Leadership characteristics predictive of faculty research productivity can be promoted through early-career skill development for residents, postdoctoral fellows, and early-career investigators. 

Residents and Postdoctoral Researchers

Kurahara (2012) completed a 14-year study and reported that residency research requirements program “produced a ten-fold increase in resident publications and faculty involvement in these research projects” (p. 224). Findings suggest that residents who were actively involved in a research project during their residency, were more likely to publish their research later in their career.

Regrettably, this study used a weak definition of research as “case reports, pediatric advocacy, patient safety projects, and patient education, in addition to more traditional hypothesized research projects” (Kurahara, 2012, p. 225). Despite this weakness, the findings of this study support previous research on early-career research involving bolstering later career research productivity and apply those findings to the resident population.

Steiner (2002) performed a similar study looking at the long-term effects of postdoctoral fellowship research training on long-term career research productivity. The study found that those primary care fellows who had “influential mentors were more productive in research early after fellowship” (Steiner, 2002, p. 854). The study also suggested that the amount of time that the mentor and mentee have to devote to the relationship early on are also predictors of research success. These findings further support the inclusion of a strong research mentorship program not only for faculty, but for fellows as well.

Early- or Mid-Career Faculty

For early- or mid-career faculty, the importance of leadership skills shifts away from the expansion of knowledge and skills, towards long-term goal setting. Results from self-assessments found that successful researchers attribute their success to establishing long-term research goals early in their career, recognizing that this was the first step to establishing independence as a research (Downs, 2013).

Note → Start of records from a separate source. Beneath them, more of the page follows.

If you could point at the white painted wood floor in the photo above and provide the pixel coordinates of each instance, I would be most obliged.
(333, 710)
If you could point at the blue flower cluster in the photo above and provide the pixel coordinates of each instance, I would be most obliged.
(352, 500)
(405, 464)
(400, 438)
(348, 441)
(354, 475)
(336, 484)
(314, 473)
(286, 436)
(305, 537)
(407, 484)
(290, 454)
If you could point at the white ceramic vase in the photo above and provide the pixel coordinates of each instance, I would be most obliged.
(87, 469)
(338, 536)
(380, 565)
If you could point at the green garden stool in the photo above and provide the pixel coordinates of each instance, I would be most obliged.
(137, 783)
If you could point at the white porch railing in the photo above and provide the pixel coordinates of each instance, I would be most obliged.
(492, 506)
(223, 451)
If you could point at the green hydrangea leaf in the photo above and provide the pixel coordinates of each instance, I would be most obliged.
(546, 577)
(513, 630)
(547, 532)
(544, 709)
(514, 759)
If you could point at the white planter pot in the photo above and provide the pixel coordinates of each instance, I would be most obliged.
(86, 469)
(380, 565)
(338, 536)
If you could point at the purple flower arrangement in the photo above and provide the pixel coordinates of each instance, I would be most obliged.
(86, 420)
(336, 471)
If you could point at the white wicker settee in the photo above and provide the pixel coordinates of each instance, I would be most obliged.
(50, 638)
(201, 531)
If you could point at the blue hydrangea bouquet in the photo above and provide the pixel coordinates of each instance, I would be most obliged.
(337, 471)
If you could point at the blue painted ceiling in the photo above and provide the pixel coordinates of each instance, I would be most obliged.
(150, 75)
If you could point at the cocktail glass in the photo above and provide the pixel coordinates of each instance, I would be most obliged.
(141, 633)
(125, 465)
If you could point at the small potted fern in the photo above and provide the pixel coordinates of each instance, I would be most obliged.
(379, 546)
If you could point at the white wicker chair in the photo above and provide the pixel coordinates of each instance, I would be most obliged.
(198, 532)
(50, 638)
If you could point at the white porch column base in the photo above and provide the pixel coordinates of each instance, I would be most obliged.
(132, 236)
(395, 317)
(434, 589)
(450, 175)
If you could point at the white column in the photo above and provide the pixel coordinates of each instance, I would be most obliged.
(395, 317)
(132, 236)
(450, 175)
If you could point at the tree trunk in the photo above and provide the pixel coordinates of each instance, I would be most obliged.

The findings of this study suggest that while mentoring, substantive knowledge development, and protected writing time are important, recognizing long-term goals are more important (Downs, 2013). The process of becoming a continuum of learning from resident to young faculty requires a recognition of knowledge gaps, filling those gaps with research mentorship and training, and then identifying long- and short-term goals.

Leadership characteristics predictive of faculty research productivity can be promoted through early-career skill development for residents, postdoctoral fellows, and early-career investigators. 

References

  • Downs, C. A., & Morrison, H. W. (2011). Beyond the PhD: Putting the right tools in your research toolbox. Biological research for nursing13(1), 5-14.
  • Kurahara, D. K., Kogachi, K., Yamane, M., Ly, C. L., Foster, J. H., Masaki-Tesoro, T., … & Rudoy, R. (2012). A pediatric residency research requirement to improve collaborative resident and faculty publication productivity. Hawai’i Journal of Medicine & Public Health71(8), 224.
  • Steiner, J. F., Lanphear, B. P., Curtis, P., & Vu, K. O. (2002). Indicators of early research productivity among primary care fellows. Journal of General Internal Medicine17(11), 854-860.